In our study, we did not observe statistically significant relationships between the sense of well-being assessed in the WHO-5 Well-Being Index scale and ageism, nor statistically credible relationships between Euthymia Scale results and ageism. However, there are some critical points to be made with regard to our research methodology itself; for example, some people with a specific personality are involved in filling out questionnaires at all [22]. Despite the possible limitations, the study has many strengths—a large research sample and multifaceted approach to the phenomena of ageism contribute to deepening the knowledge in this field.

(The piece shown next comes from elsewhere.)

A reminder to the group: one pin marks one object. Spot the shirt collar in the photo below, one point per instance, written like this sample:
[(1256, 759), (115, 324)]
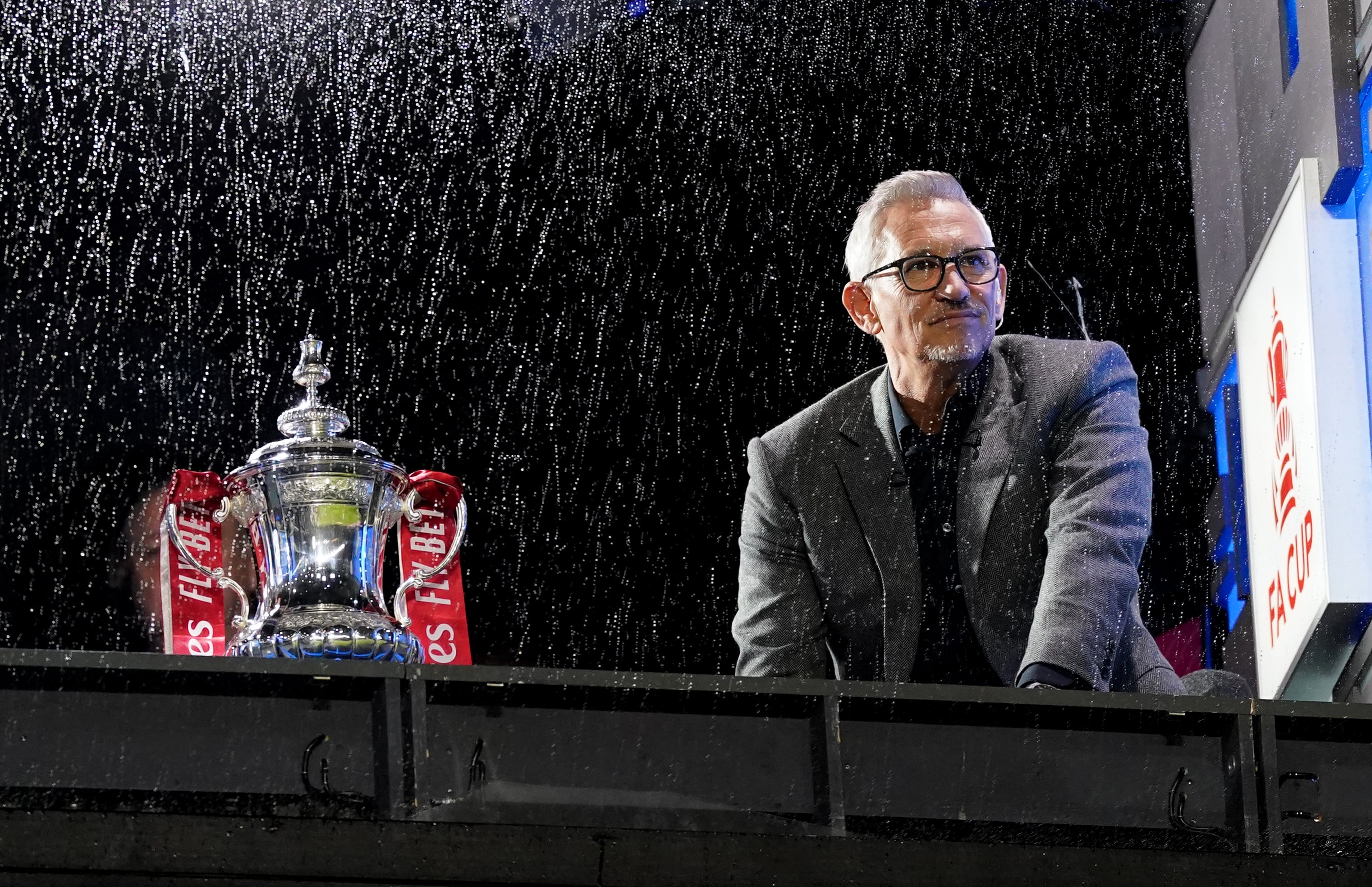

Research on personality and manifested attitudes towards the elderly was also undertaken by Allan et al., who observed a relationship with attitudes towards old age, where personality traits (except extraversion) had a direct or indirect impact on attitudes towards the elderly [23]. In other studies, the authors also emphasize the relationship between the fear of death and dying and ageism, where it was corroborated that agreeableness, openness, and fear of death of others were negatively related to the phenomenon of ageism [24].

5. Limitation

We did not observe statistically significant relationships between the sense of well-being assessed in the WHO-5 Well-Being Index scale and ageism, nor statistically credible relationships between Euthymia Scale results and ageism. Both self-isolation before official closure and the feeling of isolation as well as concerns about the continuing pandemic were associated with poorer mental health, general well-being, and quality of life [20]. Unfortunately, the study itself showed many limitations in the research tool used to assess personality. It can be assumed that active Internet users or people who voluntarily and willingly participate in the survey may also represent certain personality types [2527]. In the future, it would be useful to take advantage of the marked expansion of the literature and to consider the choice of this instrument and also to develop methodologies for individual meetings with respondents.

6. Conclusion

The conducted study did not show any correlation between mood, sense of well-being, or contact with the elderly and attitude towards the elderly. The results of our study may become the basis for further research to find the relationship between the mood and well-being shown in attitudes towards the elderly. Perhaps, however, the assumption should also be made that there is no such relationship. Regardless of the position taken, research in this area should be continued, as it will allow the development of measures to reduce ageism. Future studies may consider the potential role of a pandemic or include postpandemic data collection.

Data Availability

Data are available on request from the corresponding author [email protected]).

Conflicts of Interest

The authors declare that they have no conflicts of interest.